Peterson Puts Onus on Himself

Running back Adrian Peterson said he was responsible for not having a 100-yard game in his final four contests of 2007.

Adrian Peterson has displayed a maturity that makes him seem far beyond his 23 years since the day the Vikings made him the seventh-overall pick in the 2007 draft. Despite the fact he has established himself as one of the NFL's best running backs, Peterson's focus is almost always on the team and he isn't one to point fingers.

With that in mind, it shouldn't come as a surprise that when Peterson sat down this off-season and watched film of his final four games, he came to a simple conclusion.

The reason he failed to rush for 100 yards in any of those contests wasn't because of something his offensive line did wrong or the fact the offense failed to stretch the field and make defenses respect the pass. He didn't even use the excuse that after missing two games because of a knee injury, he was still hurting. Nope.

Peterson's conclusion was that he was at fault. After rushing for more than 100 yards in six of his first 10 games, Peterson identified himself as the culprit for the reason he slowed.

"I studied the film and I was always amazed on a lot of plays, it was really me," he said. "It wasn't the offensive line not getting a block or anything like that, or anything they were doing really. It was really me kind of hurting myself."

How about that for holding oneself responsible? Peterson rushed for 1,341 yards and 13 touchdowns in 14 games to earn NFL Offensive Rookie of the Year honors. His season included a league-record 296-yard performance against San Diego.

But Peterson is convinced he can do better. He said during the off-season that his goal is to rush for 2,000 yards, but has since toned that down in part because he doesn't want to overshadow the team goals.

But it's clear Peterson is convinced he can be better. Much better.

"I was able to take a lot from those tapes," he said. "Just being more patient and learning to play up the gut more."


  • RB Chester Taylor, who rushed for 1,216 yards in his first season with the Vikings in 2006, said he isn't upset about playing behind Adrian Peterson. "I'm not frustrated," Taylor said. "I still know my abilities and what I can bring to the table. I'm just going to go out there every year and try to do my best and help my team win."

  • The Vikings completed the Mankato portion of their training camp having been in full pads only four times in 30 practices. This included a joint-practice against Kansas City in River Falls, Wis. It was quite a change from Childress' first season in 2006 when the Vikings had full-pads practices on 12 consecutive days.
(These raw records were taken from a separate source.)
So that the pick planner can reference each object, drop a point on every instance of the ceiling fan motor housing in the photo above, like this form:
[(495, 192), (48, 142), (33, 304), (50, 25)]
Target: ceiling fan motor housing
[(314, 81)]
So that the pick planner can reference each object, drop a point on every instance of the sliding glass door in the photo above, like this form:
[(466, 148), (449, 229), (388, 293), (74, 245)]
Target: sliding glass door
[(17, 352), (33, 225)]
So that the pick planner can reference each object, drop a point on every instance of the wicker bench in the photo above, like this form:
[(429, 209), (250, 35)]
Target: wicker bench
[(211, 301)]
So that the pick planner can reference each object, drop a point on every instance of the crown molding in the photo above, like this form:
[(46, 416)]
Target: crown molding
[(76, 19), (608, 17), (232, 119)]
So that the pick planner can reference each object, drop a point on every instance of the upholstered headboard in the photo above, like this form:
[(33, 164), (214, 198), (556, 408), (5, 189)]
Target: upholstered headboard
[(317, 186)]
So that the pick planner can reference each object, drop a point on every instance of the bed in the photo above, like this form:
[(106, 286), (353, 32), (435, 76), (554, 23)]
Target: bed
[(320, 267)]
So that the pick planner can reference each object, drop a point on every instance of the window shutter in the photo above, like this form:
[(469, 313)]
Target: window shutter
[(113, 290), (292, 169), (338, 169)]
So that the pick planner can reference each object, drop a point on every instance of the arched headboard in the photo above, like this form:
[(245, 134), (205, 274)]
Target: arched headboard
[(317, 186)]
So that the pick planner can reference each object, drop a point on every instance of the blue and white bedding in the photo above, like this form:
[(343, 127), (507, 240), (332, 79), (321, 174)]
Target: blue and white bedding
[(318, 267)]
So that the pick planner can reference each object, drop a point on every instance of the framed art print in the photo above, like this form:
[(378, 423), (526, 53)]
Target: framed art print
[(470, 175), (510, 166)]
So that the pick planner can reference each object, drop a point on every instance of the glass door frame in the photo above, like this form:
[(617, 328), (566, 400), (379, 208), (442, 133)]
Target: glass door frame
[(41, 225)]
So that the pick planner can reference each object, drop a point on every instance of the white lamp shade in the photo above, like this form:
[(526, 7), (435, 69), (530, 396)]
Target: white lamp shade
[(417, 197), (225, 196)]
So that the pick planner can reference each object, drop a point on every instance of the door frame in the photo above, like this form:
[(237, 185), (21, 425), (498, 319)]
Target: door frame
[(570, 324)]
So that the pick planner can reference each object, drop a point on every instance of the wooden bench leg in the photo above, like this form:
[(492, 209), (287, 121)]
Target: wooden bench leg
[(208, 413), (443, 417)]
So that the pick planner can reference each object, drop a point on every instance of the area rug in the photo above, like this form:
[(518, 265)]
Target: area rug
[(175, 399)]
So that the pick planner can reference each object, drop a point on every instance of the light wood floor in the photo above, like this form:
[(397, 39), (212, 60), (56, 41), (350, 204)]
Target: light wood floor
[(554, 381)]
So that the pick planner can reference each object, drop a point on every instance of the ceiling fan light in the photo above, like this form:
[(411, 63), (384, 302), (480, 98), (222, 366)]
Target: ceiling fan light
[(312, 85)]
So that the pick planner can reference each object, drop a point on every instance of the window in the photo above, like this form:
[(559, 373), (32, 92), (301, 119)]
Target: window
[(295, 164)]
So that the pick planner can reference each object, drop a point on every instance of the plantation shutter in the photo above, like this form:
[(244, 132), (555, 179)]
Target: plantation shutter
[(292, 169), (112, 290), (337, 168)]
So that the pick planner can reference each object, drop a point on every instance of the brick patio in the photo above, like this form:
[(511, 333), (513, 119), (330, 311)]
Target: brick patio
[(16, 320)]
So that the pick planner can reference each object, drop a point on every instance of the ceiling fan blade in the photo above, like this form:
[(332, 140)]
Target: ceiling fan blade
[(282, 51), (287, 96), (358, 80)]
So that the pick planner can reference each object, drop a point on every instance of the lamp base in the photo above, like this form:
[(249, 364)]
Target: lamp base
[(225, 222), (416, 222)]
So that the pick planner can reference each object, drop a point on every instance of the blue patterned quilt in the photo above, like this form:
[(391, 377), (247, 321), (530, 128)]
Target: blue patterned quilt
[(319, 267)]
  • For the first time in recent memory, the Vikings did not have one training-camp practice cancelled or moved inside because of bad weather during their time in Mankato.

  • Players had some fun on the final day of camp with offensive and defensive linemen trying to catch punts. Guard Dan Mozes caught the first one sent his way but dropped the second. Defensive ends Jared Allen and Ray Edwards both caught punts. The offensive and defensive linemen also traded off positions in one-on-one drills.

  • Second-year receiver Aundrae Allison is still a bit on the raw side, but the fifth-round pick in the 2007 does flash some big-time play ability. One such instance came in practice when Allison made an adjustment on a pass thrown slightly behind him and hauled it in for a 21-yard reception.

    QUOTE TO NOTE: "That ain't going to happen Monday night (in the opener). Trust me it ain't going to happen. I've got everybody focused." – Vikings nose tackle Pat Williams, promising Packers running back Ryan Grant will not have another 100-yard rushing performance against the Vikings in the regular-season opener like he did last November at Lambeau Field. Grant was the only running back to gain 100 yards on the ground against the Vikings in 2007.